Where are the dead bodies?
The possibility of faults in software causing death or serious injury is often talked about and in some cases large amounts of money are invested in work to reduce the possibility of these events occurring (or at least doing things that will support the view that a company took reasonable precautions, should a case end up in court). The Therac-25 accidents are an often quoted example of a software fault that directly resulted in deaths. These accidents occurred over a 19 month period in the mid 1980s and are believed to have resulted in the death of six people. I don’t wish to disrespect the memory of the people who died, but six people 20 years ago; is that it? Less than the number of people killed every day (around 10) in traffic accidents in the UK.
If faults in software really do have a non-trivial impact on human safety then we would expect this fact to be reflected in accident statistics. After searching the accident statistics for the UK I cannot find any whose cause is directly attributed to software. If there are people who have died as a direct result of faults in software, the death rate has not yet reached the minimum level needed to be recorded as such (or are these deaths ‘hidden’ away in ones and twos within other causes?)
The US National Transportation Safety Board carries out a thorough investigation of all US aviation accidents. Searching the Aviation Accident Database on the query “software” between the dates 1 Jan 2000 and 9 Aug 2005 returns 44 matches. Reading these 44 reports I did not find any accident attributed to a software related issue.

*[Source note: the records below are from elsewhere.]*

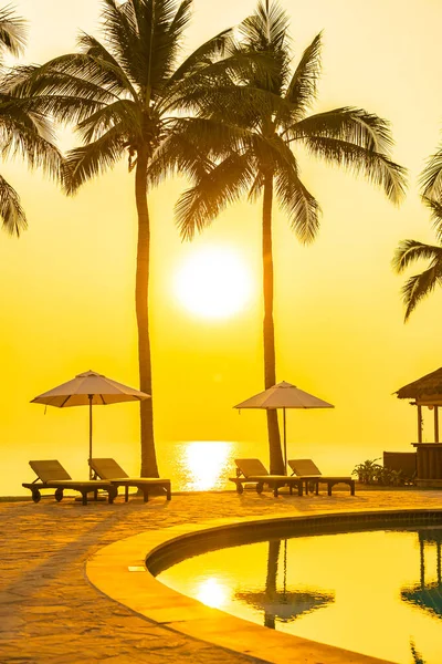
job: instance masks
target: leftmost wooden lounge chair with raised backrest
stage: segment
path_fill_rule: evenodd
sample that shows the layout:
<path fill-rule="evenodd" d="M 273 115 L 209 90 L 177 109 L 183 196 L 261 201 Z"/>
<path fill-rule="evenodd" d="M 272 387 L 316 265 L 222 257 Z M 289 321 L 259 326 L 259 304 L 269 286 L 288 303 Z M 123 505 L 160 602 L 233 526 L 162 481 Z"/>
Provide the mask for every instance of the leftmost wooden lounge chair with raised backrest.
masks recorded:
<path fill-rule="evenodd" d="M 55 489 L 55 500 L 63 500 L 64 489 L 80 491 L 83 497 L 83 505 L 87 505 L 87 494 L 94 494 L 97 499 L 98 489 L 107 491 L 108 502 L 113 502 L 117 495 L 117 489 L 109 481 L 85 480 L 76 481 L 71 478 L 60 461 L 53 459 L 49 461 L 29 461 L 32 470 L 36 475 L 33 483 L 23 483 L 25 489 L 31 489 L 32 500 L 39 502 L 41 499 L 41 489 Z M 40 481 L 39 481 L 40 480 Z"/>

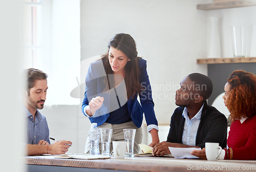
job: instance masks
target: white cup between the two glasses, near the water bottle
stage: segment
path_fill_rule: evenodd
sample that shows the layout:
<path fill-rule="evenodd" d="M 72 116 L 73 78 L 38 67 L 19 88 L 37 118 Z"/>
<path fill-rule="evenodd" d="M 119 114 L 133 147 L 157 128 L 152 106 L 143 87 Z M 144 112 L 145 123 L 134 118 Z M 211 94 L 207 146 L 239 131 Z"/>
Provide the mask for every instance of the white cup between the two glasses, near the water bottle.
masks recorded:
<path fill-rule="evenodd" d="M 114 158 L 124 159 L 124 156 L 125 156 L 125 153 L 126 153 L 127 142 L 125 142 L 125 141 L 113 141 L 112 144 L 113 144 Z"/>

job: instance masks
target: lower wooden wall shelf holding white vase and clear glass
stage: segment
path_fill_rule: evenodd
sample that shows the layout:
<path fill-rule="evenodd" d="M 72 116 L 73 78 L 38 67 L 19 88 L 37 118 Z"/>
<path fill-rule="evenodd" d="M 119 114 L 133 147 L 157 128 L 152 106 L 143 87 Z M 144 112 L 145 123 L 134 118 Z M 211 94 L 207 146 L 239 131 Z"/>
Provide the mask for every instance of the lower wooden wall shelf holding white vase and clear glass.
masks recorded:
<path fill-rule="evenodd" d="M 198 64 L 252 63 L 252 62 L 256 62 L 256 57 L 197 59 Z"/>

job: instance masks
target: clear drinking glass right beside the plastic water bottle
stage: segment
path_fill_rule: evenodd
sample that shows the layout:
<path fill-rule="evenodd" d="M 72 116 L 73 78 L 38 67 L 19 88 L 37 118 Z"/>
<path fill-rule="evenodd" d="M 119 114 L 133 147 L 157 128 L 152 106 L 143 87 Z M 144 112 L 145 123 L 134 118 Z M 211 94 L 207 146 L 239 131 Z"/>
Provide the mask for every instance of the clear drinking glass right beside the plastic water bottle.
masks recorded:
<path fill-rule="evenodd" d="M 112 129 L 100 128 L 101 155 L 110 155 Z"/>

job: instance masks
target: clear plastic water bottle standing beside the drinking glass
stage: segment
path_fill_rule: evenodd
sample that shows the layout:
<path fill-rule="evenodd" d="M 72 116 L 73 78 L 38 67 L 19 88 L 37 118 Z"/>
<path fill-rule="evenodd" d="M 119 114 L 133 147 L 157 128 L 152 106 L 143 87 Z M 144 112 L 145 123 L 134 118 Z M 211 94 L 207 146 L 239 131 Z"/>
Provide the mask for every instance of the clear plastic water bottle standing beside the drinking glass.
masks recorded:
<path fill-rule="evenodd" d="M 89 135 L 90 135 L 90 154 L 99 155 L 100 130 L 97 127 L 97 123 L 92 123 L 91 129 L 89 131 Z"/>

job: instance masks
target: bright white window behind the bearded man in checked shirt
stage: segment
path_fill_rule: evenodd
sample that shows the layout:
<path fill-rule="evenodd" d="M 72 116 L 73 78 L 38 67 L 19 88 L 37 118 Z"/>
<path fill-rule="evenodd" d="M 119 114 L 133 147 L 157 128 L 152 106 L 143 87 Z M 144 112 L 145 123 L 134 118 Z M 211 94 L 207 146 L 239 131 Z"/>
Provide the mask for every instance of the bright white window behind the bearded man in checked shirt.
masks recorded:
<path fill-rule="evenodd" d="M 80 0 L 24 0 L 22 66 L 47 73 L 46 105 L 80 104 Z"/>

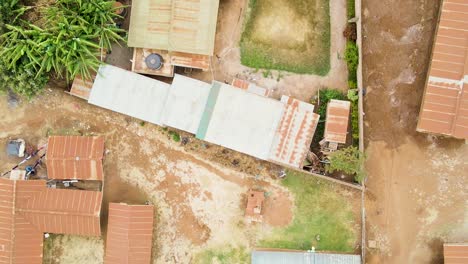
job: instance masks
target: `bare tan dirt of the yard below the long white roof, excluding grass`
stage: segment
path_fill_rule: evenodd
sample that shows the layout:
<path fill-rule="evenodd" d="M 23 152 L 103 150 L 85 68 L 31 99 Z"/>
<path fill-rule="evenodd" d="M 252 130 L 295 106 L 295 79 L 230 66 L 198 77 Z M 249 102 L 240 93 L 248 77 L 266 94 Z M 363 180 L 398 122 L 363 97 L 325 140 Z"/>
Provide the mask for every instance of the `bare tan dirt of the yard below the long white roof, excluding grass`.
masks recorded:
<path fill-rule="evenodd" d="M 157 208 L 154 263 L 189 263 L 194 252 L 216 246 L 250 248 L 262 234 L 292 220 L 289 191 L 266 169 L 251 168 L 259 174 L 240 172 L 250 171 L 244 168 L 242 160 L 230 165 L 233 169 L 224 167 L 210 161 L 219 157 L 202 158 L 209 152 L 199 156 L 196 151 L 186 151 L 187 146 L 172 141 L 160 127 L 142 126 L 138 120 L 91 106 L 60 89 L 48 89 L 35 101 L 14 109 L 8 108 L 4 96 L 0 100 L 2 145 L 8 138 L 16 137 L 38 145 L 51 131 L 105 136 L 103 237 L 109 202 L 150 201 Z M 2 172 L 18 162 L 5 157 L 3 151 L 0 159 Z M 244 223 L 249 188 L 262 189 L 270 195 L 265 205 L 265 222 L 260 226 Z M 47 244 L 46 263 L 102 263 L 102 239 L 57 236 Z M 81 245 L 89 252 L 74 252 L 73 245 Z"/>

If faults in software are not killing or seriously injuring many people why is so much effort invested in reducing the probability of these events occurring? The following are some of the possibilities:
- The investment actually made is small, but it is talked up.
- The investment is made for economic reasons (e.g., more reliable products are likely to reduce support costs) and increased ’safety’ is a side effect.
- In situations where there is a likelihood of death or serious injury the procedures and reliability of non-software items is sufficient to short-circuit the effects of any life threatening faults that may exist in the software used (at least until the fault can be corrected).
As any developer knows, replicating faulty behavior in software can be very difficult, if not impossible. It may be that software faults are not given as the root cause of death or serious injury because the necessary proof is not available. Or perhaps software faults have yet to be the root cause of such events on any non-trivial scale.
Existing practice affects what people are willing to put up with. Many users of Microsoft Windows now accept that it is necessary to reboot the computer they are using on a daily, or even hourly, basis. Users of cars accept that the tool they are using can result in serious injuries or even death (usually rating nothing more than a story in the local town newspaper). Will there be a public hue and cry once software faults start to be recorded as a primary factor in accidental death or serious injury? As this paper shows, it can take a lot of dead bodies before existing practices are changed.
The lack of dead bodies attributed to a software root cause suggests that it is very still early days for the field of high integrity software development.
This material was originally written in 2005 and appeared in an earlier blog of mine which I did not keep up.